A couple of weeks ago I went to my second ‘Talking Texts’ workshop at the Abbey. The Abbey runs these voice workshops every now and again, always in connection with whatever play is on the main stage. The first one I went to, about a year ago, was based around Measure for Measure. The more recent one was another Shakespearean text – Macbeth. The workshop involves three hours doing voice work on the Abbey stage with Andrea Ainsworth, Voice Director at the Abbey, then there’s a break for lunch (tea and sandwiches are provided in the bar upstairs) and in the afternoon you go and see the play. It’s a really nice way to spend the day and I’ve enjoy the two workshops I’ve done.

It’s a big group (about 20 – 30 people) and there is no experience necessary so you get a wide range of abilities amoung the attendees, so the workshop is very much a basic introduction. Andrea leads a vocal warm-up and then goes through different exercises using a piece of text from the play. For the Macbeth workshop, we used Macbeth’s soliloquy from Act 3, scene 1, where he is about to send a couple of hit-man after Banquo and his son. (See the text here) It’s a nice meaty piece of text and it was useful to go through it in detail with the group and talk about what each line means and what sort of images the words bring to mind.
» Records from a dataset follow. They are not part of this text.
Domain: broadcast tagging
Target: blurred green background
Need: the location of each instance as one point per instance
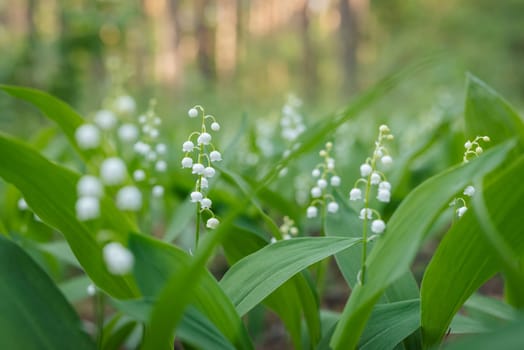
(245, 56)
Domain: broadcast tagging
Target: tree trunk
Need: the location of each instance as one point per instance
(205, 41)
(349, 41)
(310, 74)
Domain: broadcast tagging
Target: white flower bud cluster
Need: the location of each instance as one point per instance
(326, 177)
(473, 148)
(199, 156)
(90, 189)
(119, 260)
(151, 151)
(142, 137)
(370, 177)
(288, 228)
(460, 202)
(292, 123)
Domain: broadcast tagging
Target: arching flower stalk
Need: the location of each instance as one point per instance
(199, 156)
(370, 178)
(326, 179)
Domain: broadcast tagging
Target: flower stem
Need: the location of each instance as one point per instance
(197, 232)
(99, 316)
(323, 264)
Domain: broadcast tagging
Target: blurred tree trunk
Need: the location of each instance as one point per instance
(351, 12)
(226, 38)
(310, 73)
(205, 41)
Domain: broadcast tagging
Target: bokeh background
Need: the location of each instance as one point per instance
(245, 56)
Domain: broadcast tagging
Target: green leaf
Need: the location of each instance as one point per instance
(50, 191)
(253, 278)
(29, 300)
(53, 108)
(389, 324)
(174, 297)
(393, 253)
(465, 259)
(467, 325)
(195, 328)
(290, 300)
(490, 307)
(157, 261)
(75, 288)
(116, 332)
(60, 250)
(488, 113)
(508, 338)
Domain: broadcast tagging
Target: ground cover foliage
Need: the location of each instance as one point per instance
(162, 242)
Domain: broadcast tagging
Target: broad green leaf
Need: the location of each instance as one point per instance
(393, 253)
(157, 261)
(75, 288)
(290, 300)
(116, 331)
(50, 191)
(51, 107)
(507, 338)
(180, 220)
(347, 224)
(465, 259)
(490, 307)
(34, 314)
(61, 251)
(195, 328)
(253, 278)
(389, 324)
(175, 297)
(488, 113)
(467, 325)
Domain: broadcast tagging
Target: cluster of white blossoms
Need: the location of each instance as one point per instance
(371, 177)
(199, 156)
(151, 152)
(473, 148)
(326, 177)
(288, 229)
(89, 136)
(292, 123)
(460, 202)
(119, 260)
(90, 189)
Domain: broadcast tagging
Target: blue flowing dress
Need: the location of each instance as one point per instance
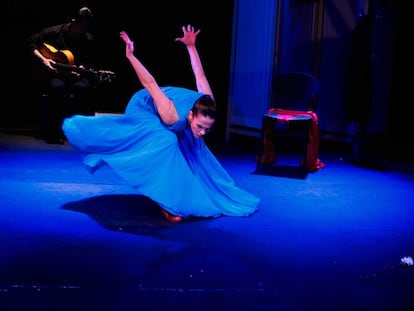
(165, 163)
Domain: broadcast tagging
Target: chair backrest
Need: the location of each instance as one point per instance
(296, 91)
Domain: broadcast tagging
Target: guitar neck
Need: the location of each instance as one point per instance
(70, 68)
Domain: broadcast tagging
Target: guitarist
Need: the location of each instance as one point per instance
(68, 92)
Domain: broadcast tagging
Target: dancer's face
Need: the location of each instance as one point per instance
(200, 125)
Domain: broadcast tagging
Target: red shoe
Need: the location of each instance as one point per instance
(170, 217)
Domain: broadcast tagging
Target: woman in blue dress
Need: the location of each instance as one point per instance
(156, 146)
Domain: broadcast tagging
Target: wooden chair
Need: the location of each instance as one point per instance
(293, 112)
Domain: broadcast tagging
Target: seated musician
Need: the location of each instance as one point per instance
(68, 91)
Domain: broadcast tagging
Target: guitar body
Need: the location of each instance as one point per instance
(60, 56)
(65, 64)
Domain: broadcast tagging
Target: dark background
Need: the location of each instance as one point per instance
(152, 25)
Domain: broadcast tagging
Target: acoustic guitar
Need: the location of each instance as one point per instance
(65, 62)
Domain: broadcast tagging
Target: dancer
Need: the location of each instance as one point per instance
(157, 145)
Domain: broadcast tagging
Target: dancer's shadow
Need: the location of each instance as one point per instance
(128, 213)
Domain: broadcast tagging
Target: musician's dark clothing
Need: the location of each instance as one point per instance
(67, 93)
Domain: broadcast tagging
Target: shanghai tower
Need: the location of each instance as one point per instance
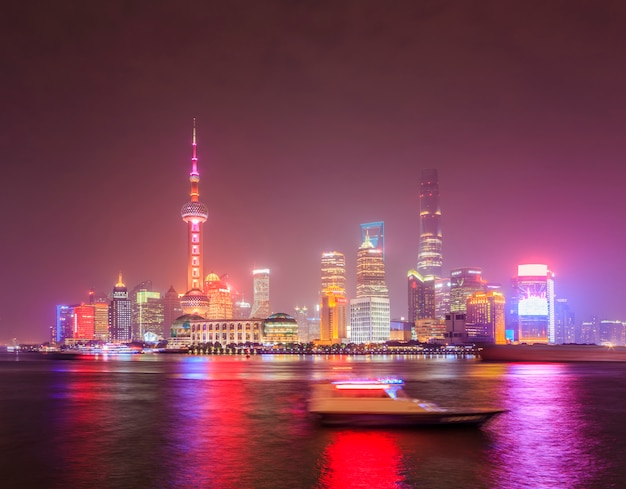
(429, 258)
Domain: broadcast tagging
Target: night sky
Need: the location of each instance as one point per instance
(313, 117)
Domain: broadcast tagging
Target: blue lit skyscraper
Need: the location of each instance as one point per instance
(430, 258)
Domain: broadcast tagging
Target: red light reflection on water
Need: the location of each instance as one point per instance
(546, 439)
(361, 459)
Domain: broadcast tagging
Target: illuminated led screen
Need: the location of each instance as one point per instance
(533, 306)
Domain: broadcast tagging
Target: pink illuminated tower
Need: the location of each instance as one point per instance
(194, 213)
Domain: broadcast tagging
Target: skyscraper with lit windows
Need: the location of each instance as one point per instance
(195, 214)
(370, 314)
(120, 313)
(485, 315)
(430, 257)
(261, 300)
(333, 303)
(532, 304)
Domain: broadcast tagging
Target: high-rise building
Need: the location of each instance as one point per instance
(463, 283)
(370, 314)
(421, 296)
(64, 324)
(564, 326)
(120, 313)
(148, 316)
(370, 265)
(101, 319)
(333, 303)
(171, 308)
(532, 304)
(430, 257)
(370, 320)
(83, 322)
(485, 316)
(442, 297)
(195, 214)
(220, 297)
(261, 301)
(334, 271)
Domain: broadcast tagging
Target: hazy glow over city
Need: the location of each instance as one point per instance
(312, 118)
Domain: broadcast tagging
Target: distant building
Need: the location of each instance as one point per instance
(120, 314)
(280, 328)
(64, 322)
(194, 213)
(463, 283)
(241, 310)
(370, 313)
(370, 320)
(220, 297)
(225, 332)
(430, 330)
(83, 322)
(401, 330)
(421, 295)
(442, 297)
(611, 332)
(485, 318)
(430, 257)
(171, 308)
(333, 302)
(261, 300)
(564, 325)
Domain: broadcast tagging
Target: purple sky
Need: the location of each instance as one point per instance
(313, 117)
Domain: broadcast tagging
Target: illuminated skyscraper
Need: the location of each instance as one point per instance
(532, 304)
(421, 296)
(195, 214)
(485, 318)
(370, 263)
(83, 322)
(171, 309)
(120, 313)
(220, 297)
(430, 258)
(261, 302)
(463, 283)
(370, 315)
(333, 304)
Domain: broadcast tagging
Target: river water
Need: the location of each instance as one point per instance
(170, 421)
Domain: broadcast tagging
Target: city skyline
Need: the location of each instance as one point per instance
(311, 120)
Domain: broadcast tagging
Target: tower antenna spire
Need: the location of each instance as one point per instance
(194, 156)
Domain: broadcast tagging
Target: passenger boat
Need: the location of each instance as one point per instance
(385, 403)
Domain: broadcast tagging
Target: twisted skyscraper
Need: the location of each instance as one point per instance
(429, 258)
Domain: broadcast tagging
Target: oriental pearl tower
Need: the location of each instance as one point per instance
(194, 213)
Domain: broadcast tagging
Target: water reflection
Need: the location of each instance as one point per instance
(546, 440)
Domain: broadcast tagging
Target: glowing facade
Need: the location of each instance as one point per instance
(370, 266)
(220, 297)
(261, 302)
(532, 303)
(463, 283)
(333, 304)
(421, 296)
(485, 318)
(195, 214)
(120, 314)
(430, 257)
(370, 314)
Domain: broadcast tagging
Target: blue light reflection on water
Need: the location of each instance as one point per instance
(233, 422)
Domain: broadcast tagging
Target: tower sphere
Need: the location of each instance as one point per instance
(194, 211)
(194, 302)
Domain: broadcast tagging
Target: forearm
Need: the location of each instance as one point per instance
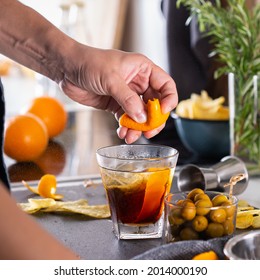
(28, 38)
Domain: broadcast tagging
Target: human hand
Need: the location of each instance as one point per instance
(119, 82)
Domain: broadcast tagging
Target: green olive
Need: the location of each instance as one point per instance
(199, 223)
(201, 196)
(229, 208)
(219, 199)
(215, 230)
(175, 217)
(218, 215)
(203, 206)
(188, 211)
(228, 227)
(188, 233)
(193, 192)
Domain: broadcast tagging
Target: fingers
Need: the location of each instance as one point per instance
(162, 83)
(128, 99)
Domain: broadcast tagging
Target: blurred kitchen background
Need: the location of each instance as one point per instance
(131, 25)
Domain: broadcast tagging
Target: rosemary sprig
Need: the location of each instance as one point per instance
(234, 31)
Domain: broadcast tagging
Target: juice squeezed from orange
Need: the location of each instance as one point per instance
(137, 197)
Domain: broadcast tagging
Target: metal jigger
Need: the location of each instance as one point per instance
(215, 178)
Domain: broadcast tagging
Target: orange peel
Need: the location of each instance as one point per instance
(46, 187)
(210, 255)
(155, 117)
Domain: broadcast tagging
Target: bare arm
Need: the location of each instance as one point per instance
(105, 79)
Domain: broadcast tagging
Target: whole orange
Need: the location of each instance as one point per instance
(26, 137)
(52, 113)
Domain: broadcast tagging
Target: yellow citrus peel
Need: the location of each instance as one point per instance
(210, 255)
(155, 118)
(46, 187)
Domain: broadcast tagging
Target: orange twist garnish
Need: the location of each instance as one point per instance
(155, 118)
(46, 187)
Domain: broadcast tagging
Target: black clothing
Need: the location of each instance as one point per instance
(3, 173)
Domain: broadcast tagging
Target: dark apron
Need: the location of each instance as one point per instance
(3, 173)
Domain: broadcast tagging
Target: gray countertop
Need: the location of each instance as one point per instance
(90, 238)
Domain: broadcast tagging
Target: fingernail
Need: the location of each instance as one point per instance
(141, 118)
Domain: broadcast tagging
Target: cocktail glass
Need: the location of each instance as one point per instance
(136, 179)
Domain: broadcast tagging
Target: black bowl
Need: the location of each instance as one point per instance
(205, 138)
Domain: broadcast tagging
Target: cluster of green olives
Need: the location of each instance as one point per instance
(202, 215)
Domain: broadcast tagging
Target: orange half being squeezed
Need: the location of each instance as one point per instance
(155, 118)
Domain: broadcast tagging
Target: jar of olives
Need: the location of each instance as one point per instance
(199, 215)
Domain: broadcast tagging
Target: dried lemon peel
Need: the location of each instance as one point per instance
(80, 206)
(233, 181)
(247, 216)
(46, 187)
(203, 107)
(209, 255)
(155, 117)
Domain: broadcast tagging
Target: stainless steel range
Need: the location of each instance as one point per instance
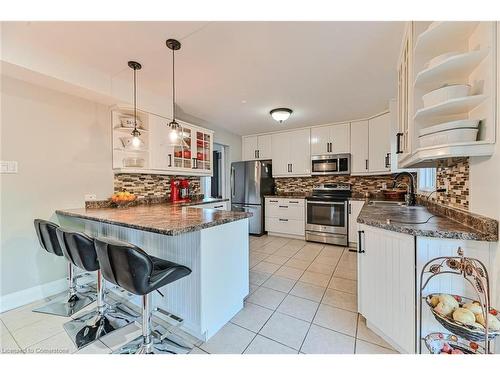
(327, 214)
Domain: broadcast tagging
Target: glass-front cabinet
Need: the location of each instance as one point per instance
(187, 154)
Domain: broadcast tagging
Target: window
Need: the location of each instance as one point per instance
(426, 179)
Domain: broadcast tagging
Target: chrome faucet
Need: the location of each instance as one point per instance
(410, 197)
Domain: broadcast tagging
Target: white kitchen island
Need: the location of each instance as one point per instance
(212, 243)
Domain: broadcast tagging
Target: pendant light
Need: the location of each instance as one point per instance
(174, 126)
(281, 114)
(136, 141)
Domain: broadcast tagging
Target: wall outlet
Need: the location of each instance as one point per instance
(8, 167)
Thw workshop combines the two types of voice workshops that an actors requires -physically warming up the voice to get it ready to work, and the more intellectual side of unlocking the text and finding a way to make it make sense.

After the vocal warm-up, Andrea does a couple of these exercises with the text. Not all of them will work for everybody and not all of them would be suitable for every piece of text but they are a good starting point. It’s useful to try out the different ideas and exercises from her, and pick and choose what might be useful in the future.

In the Macbeth workshop, we were told to pick out all the people mentioned in the text – the witches, Duncan, Banquo, Banquo’s son – and imagine them standing around you as you say the text. When they are mentioned in the text, you have to point to them; and when Macbeth is speaking of himself, you point to yourself. It was an interesting exercise because you start identifying the feelings you have about each person. It’s also interesting to note how often each person appears in the text, Macbeth refers to himself a lot and gradually becomes more obsessed with Banquo’s sons.

After lunch and a bit of a chat with the other workshop participants, we headed back into the theatre for the matinee performance. I did Macbeth for my Leaving Cert (way back in 1999) so I am intimiately familiar with the play. It was a good show – the usual mad women but not too much blood and gore. There was a nice bit of lighting used for the ‘Is this a dagger that I see before me’ scene and I really enjoyed the Porter’s scene.

The next Talking Text workshop is on Saturday 4 September, and the text is The Plough and the Stars.

And, in case you were wondering, I didn’t notice anyone shying away from saying the dreaded ‘Macbeth’ word inside the theatre. And nothing bad happened!